Alex: There’s a lot of color in BodyWorld, but only certainly colors. This is obviously intentional. Did you experiment with various color palettes, or was Bodyworld always going to be very . . . orange?
Dash: Color is freeing for me. When I was growing up reading and making comics, I’d always done black and white, line art, comics. And then when I got into college I started working in color and it opened up so many other things. It felt more intuitive than my drawings, and it made my drawings more intuitive. Orange is a great color; it’s pretty and ugly. In the animation I’m working on now all of the characters have orange skin, like they’re very tan, or when you see an old comic and the skin color has too much red in it.
Alex: Where did the characters come from?

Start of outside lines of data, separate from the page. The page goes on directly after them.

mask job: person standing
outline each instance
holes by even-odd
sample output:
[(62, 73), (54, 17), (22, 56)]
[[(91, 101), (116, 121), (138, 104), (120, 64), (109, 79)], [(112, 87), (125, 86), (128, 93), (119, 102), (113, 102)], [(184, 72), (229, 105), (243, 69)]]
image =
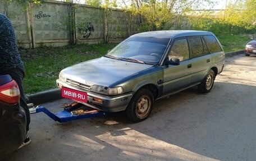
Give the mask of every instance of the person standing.
[(20, 56), (17, 40), (12, 24), (9, 19), (0, 13), (0, 75), (10, 75), (17, 82), (20, 93), (20, 105), (26, 112), (27, 136), (18, 149), (31, 142), (28, 135), (30, 123), (29, 109), (27, 105), (23, 89), (25, 67)]

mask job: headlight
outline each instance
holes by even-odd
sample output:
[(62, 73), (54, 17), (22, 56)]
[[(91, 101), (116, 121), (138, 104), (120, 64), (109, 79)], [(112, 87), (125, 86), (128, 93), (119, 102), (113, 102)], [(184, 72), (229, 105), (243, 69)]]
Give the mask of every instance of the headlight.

Dash: Mostly they come from my sense of humor. I pair different characters next to each other. A lot of the humor in BodyWorld comes from different people interacting. The character designs, too, are like this: angular people next to round people, etc. I usually come up with groups of characters together.

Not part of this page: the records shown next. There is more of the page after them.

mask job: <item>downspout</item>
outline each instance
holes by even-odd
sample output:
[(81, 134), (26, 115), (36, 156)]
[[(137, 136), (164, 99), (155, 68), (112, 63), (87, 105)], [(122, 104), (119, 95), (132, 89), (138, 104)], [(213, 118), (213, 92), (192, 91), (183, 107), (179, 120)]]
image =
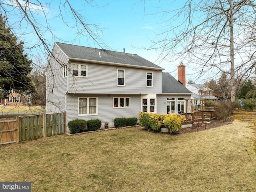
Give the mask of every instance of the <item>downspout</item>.
[[(69, 58), (68, 59), (68, 63), (69, 63)], [(68, 66), (67, 66), (67, 68), (68, 67)], [(64, 108), (64, 110), (65, 110), (65, 112), (66, 112), (66, 106), (67, 104), (67, 94), (68, 93), (68, 73), (67, 72), (67, 82), (66, 82), (66, 89), (67, 89), (67, 91), (66, 92), (66, 93), (65, 93), (65, 108)]]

Alex: Are they based on real people in any way, people you perhaps have known, or even amalgamations of different people?
Dash: When I was working on BodyWorld, the character of Paulie Panther was based on a sense of humor that I had with a friend that I lived with. A way of talking and behaving. But nobody’s based on a specific person.

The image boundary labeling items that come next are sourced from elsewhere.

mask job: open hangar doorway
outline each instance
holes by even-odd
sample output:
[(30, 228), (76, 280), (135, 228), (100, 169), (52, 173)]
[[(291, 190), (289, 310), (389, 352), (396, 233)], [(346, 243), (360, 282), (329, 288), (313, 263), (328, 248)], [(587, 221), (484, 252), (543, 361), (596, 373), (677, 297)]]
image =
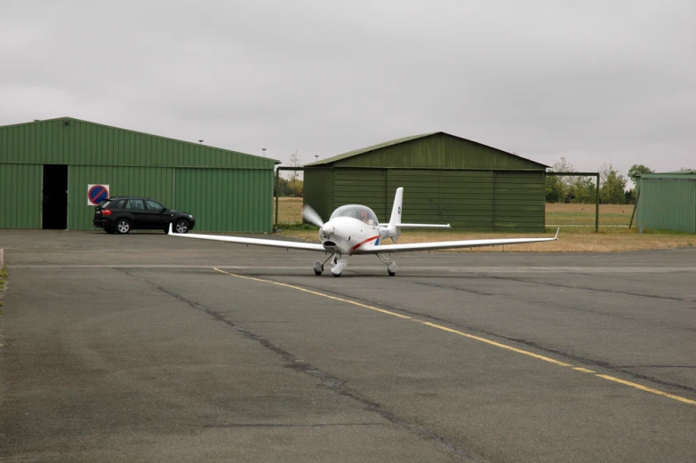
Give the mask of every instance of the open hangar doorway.
[(44, 164), (42, 228), (68, 228), (68, 165)]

Alex: How does a comic book idea begin for you?
Dash: Like I said earlier, it starts with drawings, ideas, doodles. Often I’ll start with a place, a map, that I want to go to, and then build the story or aesthetics around that world.
Alex: What do you use to illustrate with?
Dash: It’s a combination of a million different things: acetate sheets, gouache paints, crowquill pens, Bristol board, cut paper, colored pencil on construction paper, markers, etc. It’s more fun to work on a comic if you have a bunch of colored pencils, paints, or markers around, as opposed to sitting by a white paper with a black ink pen. Having color around makes it more playful, for me at least.
Alex: How much do you use a computer for your artwork?
Dash: I use the computer to compile different hand-done layers. Even if they’re flat computer colors, I draw the shapes by hand, like a color separation, and then make it a single color on the computer. And then I print it out, work over it, and scan it back it. I like having the final page be an original piece, meaning that I can look at it, hold it in my hands, and color over it if I need to, rather than going from a digital file and then being surprised what it looks like printed.
Alex: What are you working on now?
Dash: I’m working on a long animation and another comic.
Alex: Do you have any advice for writers/artists looking to get recognized and published?
Dash: Just keep drawing. Don’t sit around waiting for someone to give you permission to make something.
Alex: Who are some of your favorite artists and writers?
Dash: There are so many. I’ll name five that are on my mind recently: Kobo Abe, Bruno Schulz, Jack Kirby, Francis Picabia and Hayao Miyazaki. I could go on and on…
Alex: What do you like to do in your spare time?
Dash: The good thing about comics is that it doesn’t feel like a job. It feels like what I’d normally do in my spare time. But I like to walk around just to get out of the house for a bit. It can get a little claustrophobic in here. So if I’m hungry I’ll pick a place to walk to that’s half an hour, or farther, away, just to walk. I don’t cook at home because I want an excuse to leave my apartment. This is how exciting my life is.
Alex: What do you hope readers get out of reading Bodyworld?
Dash: I guess I hope they laugh and enjoy themselves. I had a blast making it, but I realize it’s unreasonable to expect people to have the same experience reading it. I can only hope some of that energy comes through.